José Sócrates acusou hoje o também ex-primeiro-ministro António Costa de covardia por ter ficado em silêncio sobre o facto de ter sido ele quem lhe apresentou o ex-ministro Manuel Pinho.
“Eu convoco António Costa para que esta verdade seja clara. Foi ele que me apresentou Manuel Pinho. Não foi o Ricardo Salgado nenhum. E o que eu lamento, isso sim, (…) é que o doutor António Costa estivesse calado durante todos estes anos sobre essa verdade.

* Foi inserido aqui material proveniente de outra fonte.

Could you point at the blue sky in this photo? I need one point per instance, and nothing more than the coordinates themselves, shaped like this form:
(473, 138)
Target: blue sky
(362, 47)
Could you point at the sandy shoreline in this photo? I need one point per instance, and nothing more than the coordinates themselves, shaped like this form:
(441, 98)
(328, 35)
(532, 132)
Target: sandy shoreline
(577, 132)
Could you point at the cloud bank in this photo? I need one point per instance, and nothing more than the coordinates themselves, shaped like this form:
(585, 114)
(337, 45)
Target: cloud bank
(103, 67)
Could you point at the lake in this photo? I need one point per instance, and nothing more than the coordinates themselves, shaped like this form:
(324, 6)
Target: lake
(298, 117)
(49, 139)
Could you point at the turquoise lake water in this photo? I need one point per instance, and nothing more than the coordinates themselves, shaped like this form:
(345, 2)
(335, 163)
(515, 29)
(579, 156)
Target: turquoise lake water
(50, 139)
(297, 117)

Podia-a ter dito imediatamente”, disse José Sócrates à saída do tribunal.
Para o ex-ministro, a atitude de António Costa “é apenas covardia” e admite que o distanciamento em relação a António Costa lhe causou “algum sofrimento, mas isso foi há 10 anos, não agora”. “São águas passadas”, disse.

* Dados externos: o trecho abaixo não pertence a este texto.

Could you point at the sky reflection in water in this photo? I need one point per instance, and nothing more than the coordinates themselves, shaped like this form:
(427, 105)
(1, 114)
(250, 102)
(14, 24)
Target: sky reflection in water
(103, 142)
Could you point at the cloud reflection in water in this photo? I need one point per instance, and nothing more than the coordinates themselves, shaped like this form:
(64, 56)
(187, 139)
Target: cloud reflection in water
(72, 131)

Segundo a acusação do Ministério Público (MP), Manuel Pinho, que foi ministro da Economia no Governo socialista de José Sócrates, terá sido indicado pelo ex-presidente do Banco Espírito Santo (BES), Ricardo Salgado, para interceder no executivo em benefício dos interesses de Salgado.
“Eu não tinha nenhum conhecimento com o Ricardo Salgado. A minha relação com o Manuel Pinho começou justamente quando o doutor António Costa me apresentou”, disse Sócrates.
Esta informação já tinha sido confirmada por Manuel Pinho, pelo menos, em 2018, numa entrevista dada ao Expresso. “Foi António Costa quem nos apresentou”, disse na altura o antigo ministro da Economia, acrescentando que conheceu José Sócrates depois de um jogo do Euro 2004, que aconteceu no Estádio da Luz.
“Ele apresentou-me à saída José Sócrates”, acrescentou Manuel Pinho, que anos depois, em 2024, voltou a falar sobre o assunto durante o julgamento do caso EDP, em que era arguido juntamente com Ricardo Salgado e Alexandra Pinho, sua mulher.
Sobre a sessão de hoje, Sócrates disse sair do tribunal com “uma sensação de ‘déjà-vu’, de já ter visto este filme”, insistindo que já provou a sua inocência na fase de instrução e que o julgamento vai voltar a discutir tudo o que já foi discutido em três anos de instrução.
José Sócrates argumentou que “há uma nulidade absoluta” neste julgamento, uma vez que o acórdão do Tribunal da Relação de Lisboa que sustenta a acusação em julgamento não pode legalmente ser encarado como um despacho de pronúncia.
“Não é. Isso é falso. (…) A Relação não pode pronunciar ninguém, nenhum cidadão, a não ser que seja procurador ou que seja juiz. Ora, eu não sou nem procurador, graças a Deus, nem juiz. E, portanto, não posso ser pronunciado pela Relação como elas [as juízas] pretendem. Isto é, as juízas estão aqui a manter um embuste”, disse Sócrates.
Tal como tinha feito à entrada, Sócrates afirmou que a acusação assenta na ideia de um “lapso de escrita” do MP, levando a uma alteração da qualificação dos crimes imputados apenas com o objetivo de manter a possibilidade de o levar a julgamento.
“Para quê? Para humilhar. Porque no fundo, no fundo, tudo isto tem um objetivo. O objetivo de todo este espetáculo é a humilhação”, disse.
Onze anos após a detenção de José Sócrates no aeroporto de Lisboa, arrancou hoje o julgamento da Operação Marquês, que leva a tribunal o ex-primeiro-ministro e mais 20 arguidos e conta com mais de 650 testemunhas.
Estão em causa 117 crimes, incluindo corrupção, branqueamento de capitais e fraude fiscal, pelos quais serão julgados os 21 arguidos neste processo. Para já, estão marcadas 53 sessões que se estendem até ao final deste ano, devendo no futuro ser feita a marcação das seguintes e, durante este julgamento serão ouvidas 225 testemunhas chamadas pelo Ministério Público e cerca de 20 chamadas pela defesa de cada um dos 21 arguidos.